Ciò avviene in tutti i Paesi occidentali, nelle cosiddette democrazie compiute. Ma anche in quelle nazioni, come la Bulgaria, la Repubblica Ceca o l’Ucraina, dove il processo di democratizzazione è stato appena avviato, però ha subito fissato tra i diritti fondamentali dei cittadini quello della libertà di scelta in campo scolastico. Non in astratto, ma con strumenti concreti, dal finanziamento diretto degli istituti non statali alla concessione del credito d’imposta per chi manda i figli in queste scuole. Perché tutte le scuole devono essere aperte a tutti, senza discriminazioni dovute alle possibilità economiche.
La "persistente anomalia" di uno Stato - l’Italia - che ha privatizzato come pochi altri in Europa ma intende continuare a mantenere un’egemonia e un controllo assoluti sulla cultura e sull’educazione, è stata sottolineata di recente dal Santo Padre, proprio con riferimento agli esempi che provengono da altri Paesi.

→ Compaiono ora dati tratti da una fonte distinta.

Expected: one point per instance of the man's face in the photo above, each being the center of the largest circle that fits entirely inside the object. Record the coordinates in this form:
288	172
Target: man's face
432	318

E gli ultimi passi compiuti dal governo italiano su tale questione - dalla parità scolastica al riordino dei cicli - non possono che confermare il rischio di una deriva e di uno scadimento dell’intero sistema dell’istruzione primaria e secondaria.
In particolare, la legge sulla parità scolastica, che dovrà essere approvata definitivamente dalla Camera, riconosce l’importante principio della funzione pubblica svolta dalla scuola non statale. Questo è un punto di non ritorno, una piattaforma giuridica dalla quale spiccare finalmente il salto che superi la contrapposizione ideologica, sterile e anacronistica, tra scuola "pubblica" e "privata".
Ma non basta. La concessione di assegni di mantenimento alle famiglie meno abbienti, prevista dalla legge, non è altro che una forma di diritto allo studio, peraltro già riconosciuta dalle leggi regionali. Non ci può essere autentica libertà di educazione se non viene data alla famiglia la possibilità di sostenere economicamente questa opzione. Altrimenti si sancisce il paradosso, davvero sorprendente per un governo di sinistra, che i "figli del popolo" possano frequentare soltanto la scuola statale, mentre i "figli dei ricchi" abbiano il privilegio di andare alla scuola non statale. Ovvero, che si riconosca un diritto solamente a chi se lo può pagare. Ma questo non è liberismo allo stato puro?
In sede di discussione della legge, il governo e il parlamento dovranno quindi tener conto dei modelli proposti da alcune regioni, come la formula del "buono scuola" varata dalla Regione Lombardia o lo stanziamento diretto di fondi alle scuole non statali promosso dalla Provincia autonoma di Trento e dalla Regione Friuli-Venezia Giulia.
Dovranno in fondo riconoscere che c’è un popolo che progetta e realizza opere libere non solo in campo economico o assistenziale, ma anche per la scuola e l’educazione. Che c’è un popolo che grida e si muove non per difendere la sua "parrocchia", ma per affermare consapevolmente la dignità e l’intelligenza dell’uomo e la passione per il suo destino. E’ per questa ragione che andremo a Roma: a chiedere libertà per tutti.